And I'm devastated. Why does it feel so awful?
Been together almost 3 years, he moved in very quickly. Probably lovebombed me really. Came with a dog who is much adored by both me and DD12.
He's probably only worked for about a year of our relationship, I've carried all the rent and bills (it's my flat, although rented) and he's never held down a permanent job, bouncing from one agency to another and averaging 3 days a week when working.
I believe he's a narcissist. He's certainly emotionally abusive. A year ago his son came over from abroad to live, I took him into my home too and treated him as my own. He is at times shouty and abusive to his son - I used to step in but stopped when I was told I just make things worse, and that he should be able to parent however he sees fit.
I can't win no matter what I do. I've been called crazy, a lunatic, a psycho, a bitch and even a hooker before. He hates all of my family and friends and says awful personal things about them when he's angry.
In the 3 years we've been together, I've never received gifts or any time/effort for birthdays, Christmas, valentines days or anniversaries (not even a card) apart from twice, but woe betide if he gets nothing (or not what he asked for) from me.
He owes me over £4000 which he has been telling me for over a year he will pay back with a tax rebate (which has never materialised).
He does almost nothing around the house, while he wasn't working last time I asked if he'd paint my flat (I bought the paint) and he said he wouldn't do it unless he was paid, despite the fact he was living for free because he wasn't working!

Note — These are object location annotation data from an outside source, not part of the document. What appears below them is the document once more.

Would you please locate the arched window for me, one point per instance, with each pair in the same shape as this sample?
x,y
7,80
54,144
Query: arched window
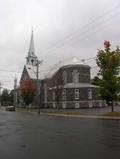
x,y
75,75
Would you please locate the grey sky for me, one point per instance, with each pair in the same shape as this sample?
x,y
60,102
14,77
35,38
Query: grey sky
x,y
62,28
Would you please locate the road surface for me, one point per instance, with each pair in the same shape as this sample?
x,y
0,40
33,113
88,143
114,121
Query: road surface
x,y
30,136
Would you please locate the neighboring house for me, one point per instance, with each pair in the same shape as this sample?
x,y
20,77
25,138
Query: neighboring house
x,y
66,84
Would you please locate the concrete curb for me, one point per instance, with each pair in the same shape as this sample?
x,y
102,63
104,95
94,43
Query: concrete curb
x,y
71,115
83,116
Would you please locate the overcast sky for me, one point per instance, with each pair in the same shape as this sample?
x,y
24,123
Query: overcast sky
x,y
62,29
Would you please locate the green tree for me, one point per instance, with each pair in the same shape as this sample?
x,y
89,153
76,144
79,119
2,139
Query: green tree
x,y
109,67
5,97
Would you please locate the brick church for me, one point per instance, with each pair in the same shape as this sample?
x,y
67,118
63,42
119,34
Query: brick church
x,y
66,84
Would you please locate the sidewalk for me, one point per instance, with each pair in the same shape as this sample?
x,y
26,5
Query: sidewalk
x,y
66,113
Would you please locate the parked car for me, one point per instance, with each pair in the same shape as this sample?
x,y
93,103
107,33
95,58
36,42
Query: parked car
x,y
10,108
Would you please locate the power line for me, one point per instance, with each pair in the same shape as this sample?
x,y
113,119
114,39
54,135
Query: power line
x,y
88,25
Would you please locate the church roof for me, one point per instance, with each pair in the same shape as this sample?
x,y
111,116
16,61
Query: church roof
x,y
72,61
32,72
49,72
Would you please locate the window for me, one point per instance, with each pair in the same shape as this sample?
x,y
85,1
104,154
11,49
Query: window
x,y
75,75
64,77
64,94
53,95
89,93
76,93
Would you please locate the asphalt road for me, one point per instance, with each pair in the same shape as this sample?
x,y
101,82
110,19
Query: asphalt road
x,y
30,136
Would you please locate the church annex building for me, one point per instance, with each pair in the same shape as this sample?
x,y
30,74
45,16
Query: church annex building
x,y
67,83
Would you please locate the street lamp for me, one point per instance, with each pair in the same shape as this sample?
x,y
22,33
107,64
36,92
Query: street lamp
x,y
37,77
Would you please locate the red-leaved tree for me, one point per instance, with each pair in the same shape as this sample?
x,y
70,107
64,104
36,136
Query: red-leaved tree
x,y
28,89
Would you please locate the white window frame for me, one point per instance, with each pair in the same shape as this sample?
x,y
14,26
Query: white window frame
x,y
64,77
75,75
64,94
76,93
90,92
53,95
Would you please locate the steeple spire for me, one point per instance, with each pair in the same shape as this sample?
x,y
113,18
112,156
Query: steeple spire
x,y
31,47
31,59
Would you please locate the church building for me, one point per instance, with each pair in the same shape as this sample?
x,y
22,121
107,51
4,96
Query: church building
x,y
66,84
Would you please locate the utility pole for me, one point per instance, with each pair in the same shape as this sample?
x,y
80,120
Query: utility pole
x,y
0,95
15,92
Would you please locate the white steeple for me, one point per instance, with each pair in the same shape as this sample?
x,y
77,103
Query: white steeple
x,y
31,59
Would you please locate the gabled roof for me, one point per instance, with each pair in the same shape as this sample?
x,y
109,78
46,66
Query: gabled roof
x,y
32,72
73,61
49,72
80,85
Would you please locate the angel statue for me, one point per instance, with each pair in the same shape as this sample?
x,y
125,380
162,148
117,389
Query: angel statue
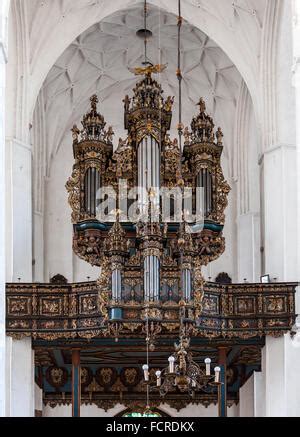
x,y
75,133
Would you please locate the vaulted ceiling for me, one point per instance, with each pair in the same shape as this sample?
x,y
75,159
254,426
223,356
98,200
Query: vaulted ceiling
x,y
98,61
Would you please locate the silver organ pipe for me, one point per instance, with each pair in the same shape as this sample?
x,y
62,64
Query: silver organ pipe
x,y
149,169
204,181
187,284
92,183
151,278
116,285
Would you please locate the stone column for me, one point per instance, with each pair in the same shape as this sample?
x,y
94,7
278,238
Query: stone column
x,y
296,83
3,60
19,211
279,159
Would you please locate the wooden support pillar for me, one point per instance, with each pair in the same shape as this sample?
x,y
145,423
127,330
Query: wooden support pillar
x,y
222,393
76,383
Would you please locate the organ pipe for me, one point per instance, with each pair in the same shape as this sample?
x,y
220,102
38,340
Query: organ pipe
x,y
92,184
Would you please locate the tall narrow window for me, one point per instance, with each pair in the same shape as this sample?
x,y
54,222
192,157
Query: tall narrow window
x,y
92,184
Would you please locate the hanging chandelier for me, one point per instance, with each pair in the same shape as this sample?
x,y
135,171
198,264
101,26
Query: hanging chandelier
x,y
183,372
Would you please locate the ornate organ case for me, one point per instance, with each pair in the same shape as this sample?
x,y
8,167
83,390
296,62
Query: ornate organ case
x,y
148,263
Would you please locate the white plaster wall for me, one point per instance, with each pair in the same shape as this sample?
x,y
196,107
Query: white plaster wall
x,y
246,404
20,378
4,7
19,211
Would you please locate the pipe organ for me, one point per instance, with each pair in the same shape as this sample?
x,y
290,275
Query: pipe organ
x,y
149,260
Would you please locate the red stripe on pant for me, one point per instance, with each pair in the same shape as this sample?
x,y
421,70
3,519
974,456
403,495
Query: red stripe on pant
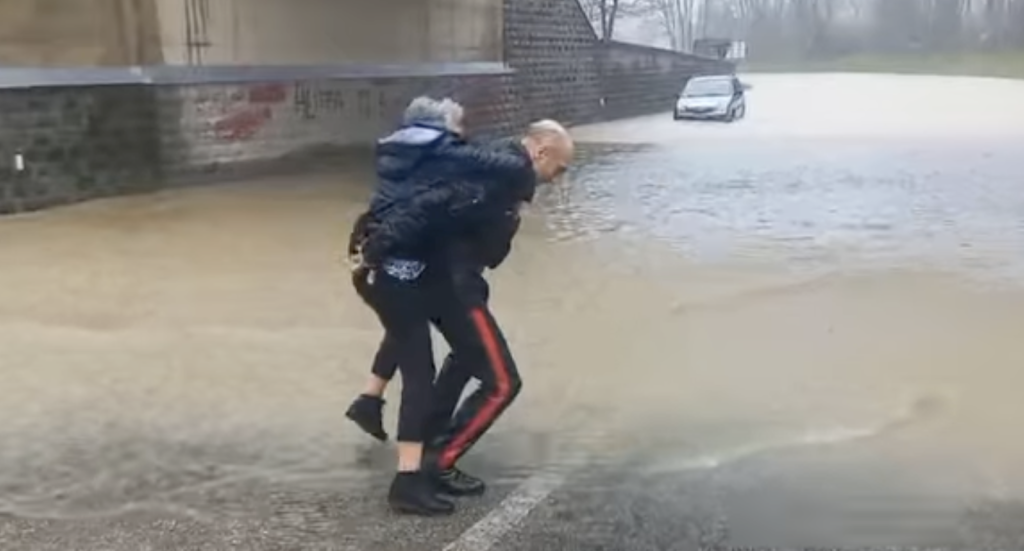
x,y
495,403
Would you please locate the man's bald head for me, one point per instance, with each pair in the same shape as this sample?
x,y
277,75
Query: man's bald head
x,y
550,147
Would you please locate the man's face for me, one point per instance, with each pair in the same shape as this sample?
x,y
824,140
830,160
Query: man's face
x,y
551,160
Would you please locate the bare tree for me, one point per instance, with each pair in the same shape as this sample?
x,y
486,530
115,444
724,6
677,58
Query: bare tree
x,y
676,18
604,13
780,30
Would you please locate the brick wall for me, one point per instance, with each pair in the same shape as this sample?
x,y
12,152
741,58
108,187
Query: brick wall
x,y
553,50
76,143
81,142
638,80
88,133
219,130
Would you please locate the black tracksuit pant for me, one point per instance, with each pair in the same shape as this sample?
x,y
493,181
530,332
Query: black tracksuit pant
x,y
403,309
458,306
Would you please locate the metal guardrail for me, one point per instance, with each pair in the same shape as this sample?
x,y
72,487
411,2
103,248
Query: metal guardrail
x,y
15,78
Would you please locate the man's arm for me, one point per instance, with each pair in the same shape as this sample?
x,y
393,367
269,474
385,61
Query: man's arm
x,y
425,215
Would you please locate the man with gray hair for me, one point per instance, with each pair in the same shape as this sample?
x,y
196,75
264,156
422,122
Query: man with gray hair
x,y
460,293
431,183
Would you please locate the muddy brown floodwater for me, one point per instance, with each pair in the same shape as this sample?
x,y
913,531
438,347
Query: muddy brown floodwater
x,y
800,329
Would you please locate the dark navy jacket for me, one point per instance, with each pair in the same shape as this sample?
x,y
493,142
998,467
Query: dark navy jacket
x,y
442,200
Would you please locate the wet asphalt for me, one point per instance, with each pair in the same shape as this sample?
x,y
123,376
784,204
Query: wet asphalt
x,y
797,331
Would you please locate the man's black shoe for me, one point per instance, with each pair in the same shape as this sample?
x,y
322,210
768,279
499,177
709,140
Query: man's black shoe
x,y
455,482
413,493
367,412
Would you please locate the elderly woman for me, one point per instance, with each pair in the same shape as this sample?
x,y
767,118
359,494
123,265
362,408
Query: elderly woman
x,y
429,178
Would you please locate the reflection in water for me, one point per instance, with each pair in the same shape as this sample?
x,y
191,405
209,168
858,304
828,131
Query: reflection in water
x,y
194,349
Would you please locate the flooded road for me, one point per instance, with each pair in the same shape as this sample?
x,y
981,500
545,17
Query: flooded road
x,y
797,330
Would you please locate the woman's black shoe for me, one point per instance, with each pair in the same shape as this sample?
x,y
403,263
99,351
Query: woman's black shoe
x,y
458,483
414,493
367,412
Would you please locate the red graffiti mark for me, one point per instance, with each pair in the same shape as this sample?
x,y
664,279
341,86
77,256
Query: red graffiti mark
x,y
242,125
267,93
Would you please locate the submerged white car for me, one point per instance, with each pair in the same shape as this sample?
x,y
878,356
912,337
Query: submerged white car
x,y
720,97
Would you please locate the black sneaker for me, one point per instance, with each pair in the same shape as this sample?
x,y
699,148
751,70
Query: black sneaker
x,y
456,482
413,493
367,412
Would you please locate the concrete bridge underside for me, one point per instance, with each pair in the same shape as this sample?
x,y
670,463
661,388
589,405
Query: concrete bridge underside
x,y
58,33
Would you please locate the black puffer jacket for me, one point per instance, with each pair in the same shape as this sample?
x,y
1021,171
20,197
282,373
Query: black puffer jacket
x,y
435,189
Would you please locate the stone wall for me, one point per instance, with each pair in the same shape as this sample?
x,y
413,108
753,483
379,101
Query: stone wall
x,y
75,143
94,132
142,130
218,130
639,80
552,47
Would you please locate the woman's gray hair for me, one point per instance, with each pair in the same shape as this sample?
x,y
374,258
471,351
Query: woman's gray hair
x,y
424,110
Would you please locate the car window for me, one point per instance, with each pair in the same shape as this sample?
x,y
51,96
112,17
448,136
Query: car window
x,y
708,88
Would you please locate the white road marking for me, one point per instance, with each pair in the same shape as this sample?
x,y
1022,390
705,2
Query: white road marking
x,y
509,513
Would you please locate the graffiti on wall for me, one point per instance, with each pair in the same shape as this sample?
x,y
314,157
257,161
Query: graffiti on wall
x,y
238,113
313,100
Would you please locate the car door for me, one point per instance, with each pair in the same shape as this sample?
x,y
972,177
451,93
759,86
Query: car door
x,y
738,96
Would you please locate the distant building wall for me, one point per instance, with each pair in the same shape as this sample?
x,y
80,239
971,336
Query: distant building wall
x,y
87,133
77,33
321,32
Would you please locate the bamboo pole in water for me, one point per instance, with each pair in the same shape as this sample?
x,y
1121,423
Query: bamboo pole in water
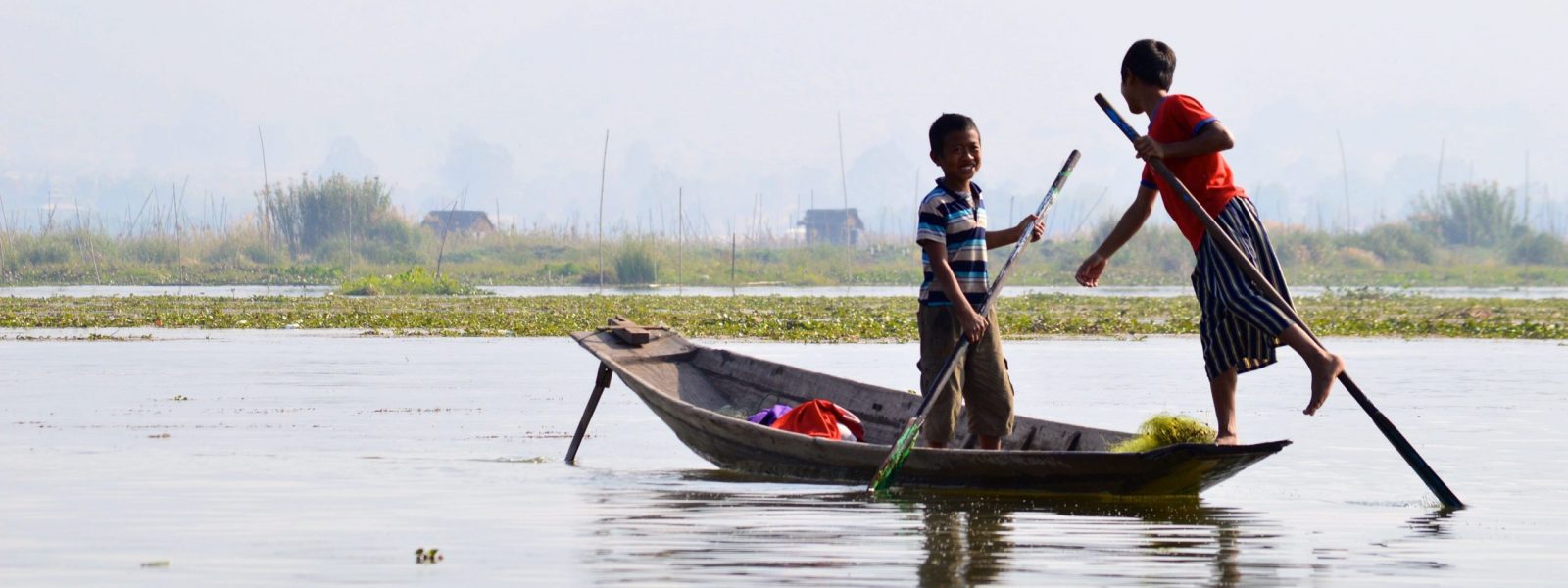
x,y
603,167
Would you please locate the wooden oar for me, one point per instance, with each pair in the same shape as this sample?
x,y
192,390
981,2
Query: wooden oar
x,y
1431,477
911,431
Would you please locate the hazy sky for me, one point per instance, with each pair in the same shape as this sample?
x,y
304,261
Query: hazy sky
x,y
104,101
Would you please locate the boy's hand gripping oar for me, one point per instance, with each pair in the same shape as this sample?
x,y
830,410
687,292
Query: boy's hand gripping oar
x,y
1434,482
911,431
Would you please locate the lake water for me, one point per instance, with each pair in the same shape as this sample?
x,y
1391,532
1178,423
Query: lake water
x,y
747,290
326,459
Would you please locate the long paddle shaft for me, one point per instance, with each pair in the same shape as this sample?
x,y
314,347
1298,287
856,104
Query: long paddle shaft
x,y
911,430
1405,449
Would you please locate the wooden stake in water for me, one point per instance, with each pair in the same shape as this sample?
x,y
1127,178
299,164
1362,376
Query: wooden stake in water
x,y
603,167
681,242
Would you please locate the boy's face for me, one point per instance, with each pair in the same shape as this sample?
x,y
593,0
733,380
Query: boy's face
x,y
960,156
1128,86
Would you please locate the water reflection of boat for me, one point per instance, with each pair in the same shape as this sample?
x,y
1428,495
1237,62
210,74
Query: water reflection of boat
x,y
943,538
698,392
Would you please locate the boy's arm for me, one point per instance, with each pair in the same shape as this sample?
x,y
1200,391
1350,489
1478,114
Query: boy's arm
x,y
1128,226
1214,138
972,321
1010,235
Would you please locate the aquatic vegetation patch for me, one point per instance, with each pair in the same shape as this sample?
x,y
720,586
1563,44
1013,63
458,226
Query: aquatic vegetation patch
x,y
794,318
1165,430
412,282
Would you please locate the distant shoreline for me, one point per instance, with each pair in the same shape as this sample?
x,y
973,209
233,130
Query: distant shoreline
x,y
791,318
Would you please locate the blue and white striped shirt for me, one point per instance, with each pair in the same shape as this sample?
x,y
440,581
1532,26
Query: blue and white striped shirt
x,y
958,223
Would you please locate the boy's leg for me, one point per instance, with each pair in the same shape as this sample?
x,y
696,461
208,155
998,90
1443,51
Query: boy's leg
x,y
1325,366
940,334
988,391
1249,325
1223,391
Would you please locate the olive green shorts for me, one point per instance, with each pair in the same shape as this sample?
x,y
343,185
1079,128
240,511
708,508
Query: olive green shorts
x,y
979,376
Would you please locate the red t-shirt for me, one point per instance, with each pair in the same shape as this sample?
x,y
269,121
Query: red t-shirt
x,y
1180,118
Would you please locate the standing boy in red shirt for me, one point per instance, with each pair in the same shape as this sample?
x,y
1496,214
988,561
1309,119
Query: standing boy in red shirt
x,y
1239,328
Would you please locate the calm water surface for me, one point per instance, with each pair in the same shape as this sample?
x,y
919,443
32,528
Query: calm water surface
x,y
323,459
749,290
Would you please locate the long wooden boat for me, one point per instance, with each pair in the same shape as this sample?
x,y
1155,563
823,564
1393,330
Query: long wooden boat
x,y
703,394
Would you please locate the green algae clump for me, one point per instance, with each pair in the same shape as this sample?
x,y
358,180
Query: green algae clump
x,y
1165,430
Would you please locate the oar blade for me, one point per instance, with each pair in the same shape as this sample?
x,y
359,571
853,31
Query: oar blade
x,y
901,452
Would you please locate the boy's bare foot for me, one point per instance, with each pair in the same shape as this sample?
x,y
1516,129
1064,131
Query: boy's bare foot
x,y
1324,375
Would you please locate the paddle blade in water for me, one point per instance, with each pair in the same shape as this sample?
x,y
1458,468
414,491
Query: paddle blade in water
x,y
901,452
1167,430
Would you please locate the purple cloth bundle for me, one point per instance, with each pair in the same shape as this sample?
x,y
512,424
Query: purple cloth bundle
x,y
767,417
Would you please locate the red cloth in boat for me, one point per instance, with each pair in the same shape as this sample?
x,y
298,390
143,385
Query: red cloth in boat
x,y
820,419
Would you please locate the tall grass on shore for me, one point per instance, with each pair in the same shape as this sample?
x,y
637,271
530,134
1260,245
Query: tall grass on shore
x,y
328,231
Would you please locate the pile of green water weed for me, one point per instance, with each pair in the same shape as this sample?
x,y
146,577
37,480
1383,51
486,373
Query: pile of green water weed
x,y
1165,430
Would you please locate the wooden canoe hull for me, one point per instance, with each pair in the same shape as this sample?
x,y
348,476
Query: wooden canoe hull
x,y
703,394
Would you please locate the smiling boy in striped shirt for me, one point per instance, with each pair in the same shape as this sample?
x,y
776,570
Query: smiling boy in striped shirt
x,y
954,240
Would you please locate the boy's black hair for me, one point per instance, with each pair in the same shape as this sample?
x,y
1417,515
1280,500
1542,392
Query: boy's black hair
x,y
948,124
1150,62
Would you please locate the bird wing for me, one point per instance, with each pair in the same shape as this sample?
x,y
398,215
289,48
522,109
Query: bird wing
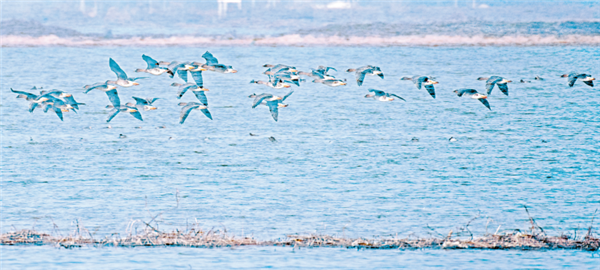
x,y
572,79
32,106
258,99
461,92
58,111
140,101
137,115
201,97
287,95
197,76
185,111
183,89
182,74
151,62
207,113
113,113
360,77
71,101
117,69
489,84
380,74
486,103
430,89
418,80
113,96
210,59
396,96
274,108
29,95
377,92
504,88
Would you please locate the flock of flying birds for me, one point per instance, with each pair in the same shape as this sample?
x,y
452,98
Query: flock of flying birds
x,y
280,76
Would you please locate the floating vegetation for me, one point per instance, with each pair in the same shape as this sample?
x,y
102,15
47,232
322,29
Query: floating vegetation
x,y
215,239
534,238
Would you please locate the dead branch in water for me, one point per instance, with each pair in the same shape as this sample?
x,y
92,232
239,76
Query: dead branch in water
x,y
196,237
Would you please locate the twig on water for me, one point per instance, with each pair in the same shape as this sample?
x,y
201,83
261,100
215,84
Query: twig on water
x,y
533,223
591,225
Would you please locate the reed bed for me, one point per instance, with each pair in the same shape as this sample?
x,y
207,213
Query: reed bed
x,y
216,239
534,238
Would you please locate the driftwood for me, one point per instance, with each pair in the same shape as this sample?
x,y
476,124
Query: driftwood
x,y
196,237
212,239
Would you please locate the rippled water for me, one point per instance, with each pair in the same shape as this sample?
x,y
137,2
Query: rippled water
x,y
342,164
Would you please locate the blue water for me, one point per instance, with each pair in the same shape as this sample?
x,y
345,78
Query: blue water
x,y
342,164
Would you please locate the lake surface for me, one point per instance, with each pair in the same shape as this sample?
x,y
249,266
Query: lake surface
x,y
342,164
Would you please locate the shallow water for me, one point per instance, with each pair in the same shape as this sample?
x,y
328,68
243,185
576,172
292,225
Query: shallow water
x,y
342,164
288,258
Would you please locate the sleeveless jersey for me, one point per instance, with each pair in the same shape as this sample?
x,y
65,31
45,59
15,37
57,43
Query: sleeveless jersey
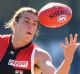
x,y
15,61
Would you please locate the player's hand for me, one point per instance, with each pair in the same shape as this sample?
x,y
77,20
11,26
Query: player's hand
x,y
70,47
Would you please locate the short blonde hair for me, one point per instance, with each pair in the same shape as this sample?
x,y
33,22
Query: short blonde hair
x,y
17,15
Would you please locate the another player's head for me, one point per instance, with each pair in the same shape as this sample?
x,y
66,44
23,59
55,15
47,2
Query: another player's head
x,y
24,23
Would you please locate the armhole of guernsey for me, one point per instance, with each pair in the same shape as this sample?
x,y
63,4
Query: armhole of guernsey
x,y
4,41
32,59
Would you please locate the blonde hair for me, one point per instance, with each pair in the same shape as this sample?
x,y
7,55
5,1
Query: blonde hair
x,y
17,15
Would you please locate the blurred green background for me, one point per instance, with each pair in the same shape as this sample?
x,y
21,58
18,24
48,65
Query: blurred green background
x,y
51,38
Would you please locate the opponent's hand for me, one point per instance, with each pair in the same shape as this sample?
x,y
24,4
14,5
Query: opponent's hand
x,y
70,47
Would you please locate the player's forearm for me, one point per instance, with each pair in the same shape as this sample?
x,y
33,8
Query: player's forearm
x,y
64,68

His father passed away around a month ago and he's been horrendous to me since (he hated his father, who tbf was an abusive arse too) but manages to be nice to everyone else, it's only me who gets the nastiness.
It's his 40th birthday today. Several weeks ago he told me what he wanted as a gift, unfortunately money is tight at the moment and I told him I couldn't afford it. I did do my best and he didn't go without gifts by any means.
But he was so ungrateful and sulky and silent (despite actually liking what I bought, it just wasn't what he asked for) I just lost it and told him that it wasn't working and he needs to move out. He went mad and started shouting at my DD12 saying 'look what your mum has done, can you hear what she's saying, after everything I've done for her, it's my birthday and my dad has just passed and this is how she treats me'
We left and I drove to my mums in floods of tears. Why couldn't I hold on a bit longer? Now I feel like the worst person in the world, he will tell everyone that I kicked him out on his birthday after his dad died. And DD12 will lose her best friend in the dog (and her stepbrother who she adores)
How do I go on from here? I still love him so much but I can never do it right. He wants a woman to be quiet and subservient, which I could deal with if I got what I need in return.
All I've ever asked is that he pays his share, and treats me with respect. He can't do either of these things but I'm the crazy lunatic who nobody will want.
I've had lines of WhatsApp messages saying how awful I am. I can't stop crying. I wish wish it could be different.